Asking because the field is both relatively-small and also I'm not sure if any single person "gets" all of it anymore.

Example that made me ask this (not necessarily a central example): Nate Soares wrote this [LW · GW] about John Wentworth's work, but then Wentworth replied [LW(p) · GW(p)] saying it was inaccurate about his current/overall priorities.

Answers

2 comments

Comments sorted by top scores.

comment by Seth Herd · 2023-06-16T06:38:58.709Z · LW(p) · GW(p)

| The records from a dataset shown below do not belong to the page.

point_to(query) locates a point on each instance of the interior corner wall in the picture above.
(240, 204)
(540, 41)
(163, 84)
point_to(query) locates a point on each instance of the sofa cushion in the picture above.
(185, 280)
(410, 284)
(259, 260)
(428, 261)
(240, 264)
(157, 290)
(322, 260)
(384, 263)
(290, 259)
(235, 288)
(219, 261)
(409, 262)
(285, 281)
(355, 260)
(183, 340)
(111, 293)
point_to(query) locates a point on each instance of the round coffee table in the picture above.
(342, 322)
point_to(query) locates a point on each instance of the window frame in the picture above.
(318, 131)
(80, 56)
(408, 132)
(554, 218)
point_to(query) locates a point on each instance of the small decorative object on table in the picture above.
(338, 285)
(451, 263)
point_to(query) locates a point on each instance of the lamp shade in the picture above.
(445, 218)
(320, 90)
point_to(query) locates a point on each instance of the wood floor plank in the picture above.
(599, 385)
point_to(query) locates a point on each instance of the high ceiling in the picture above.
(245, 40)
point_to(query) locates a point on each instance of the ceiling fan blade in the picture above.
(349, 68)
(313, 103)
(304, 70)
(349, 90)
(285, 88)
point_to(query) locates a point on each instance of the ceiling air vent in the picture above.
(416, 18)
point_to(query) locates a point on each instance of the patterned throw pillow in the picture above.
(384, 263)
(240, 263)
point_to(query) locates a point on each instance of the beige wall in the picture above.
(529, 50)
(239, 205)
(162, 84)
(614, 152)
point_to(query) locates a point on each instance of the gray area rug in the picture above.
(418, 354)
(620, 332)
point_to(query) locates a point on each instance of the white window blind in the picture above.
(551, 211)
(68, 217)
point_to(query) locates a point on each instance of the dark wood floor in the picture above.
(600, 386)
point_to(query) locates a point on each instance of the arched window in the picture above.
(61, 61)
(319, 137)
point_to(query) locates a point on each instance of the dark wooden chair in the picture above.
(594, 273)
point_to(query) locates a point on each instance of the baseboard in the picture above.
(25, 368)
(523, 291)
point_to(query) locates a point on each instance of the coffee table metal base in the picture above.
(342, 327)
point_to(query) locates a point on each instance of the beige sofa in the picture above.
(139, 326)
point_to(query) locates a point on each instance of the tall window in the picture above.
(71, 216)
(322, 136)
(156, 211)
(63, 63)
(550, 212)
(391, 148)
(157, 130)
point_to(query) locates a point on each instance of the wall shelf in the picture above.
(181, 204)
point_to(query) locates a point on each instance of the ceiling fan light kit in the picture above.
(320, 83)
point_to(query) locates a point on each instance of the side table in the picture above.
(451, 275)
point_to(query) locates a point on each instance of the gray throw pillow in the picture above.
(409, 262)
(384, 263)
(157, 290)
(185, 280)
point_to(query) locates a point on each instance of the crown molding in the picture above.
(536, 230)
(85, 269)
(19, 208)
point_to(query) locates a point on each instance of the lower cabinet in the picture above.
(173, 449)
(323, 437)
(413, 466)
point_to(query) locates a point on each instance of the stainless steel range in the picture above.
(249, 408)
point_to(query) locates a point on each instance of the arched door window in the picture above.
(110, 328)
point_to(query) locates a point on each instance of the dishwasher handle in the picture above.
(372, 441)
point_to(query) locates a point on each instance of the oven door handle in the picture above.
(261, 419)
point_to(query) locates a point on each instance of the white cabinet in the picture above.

I'm just curious, why the specification of math proofs? I know of some modestly promising ideas for aligning the sorts of AGI we're likely to get, and none of them were originally specified in mathematical terms. Tacking on maths to those wouldn't really be useful. My impression is that the search for formal proofs of safety have failed and are probably hopeless. It also seems like adding mathematical gloss to ML and psychological concepts is more often confusing than enlightening.

Replies from: NicholasKross
comment by NicholasKross · 2023-06-16T12:42:26.387Z · LW(p) · GW(p)

It's to differentiate from more-obviously-tractable less-formalism/conceptual/deconfusion-based research agendas like i.e. HCH. As asked, I'm looking for info specifically related to this other kind.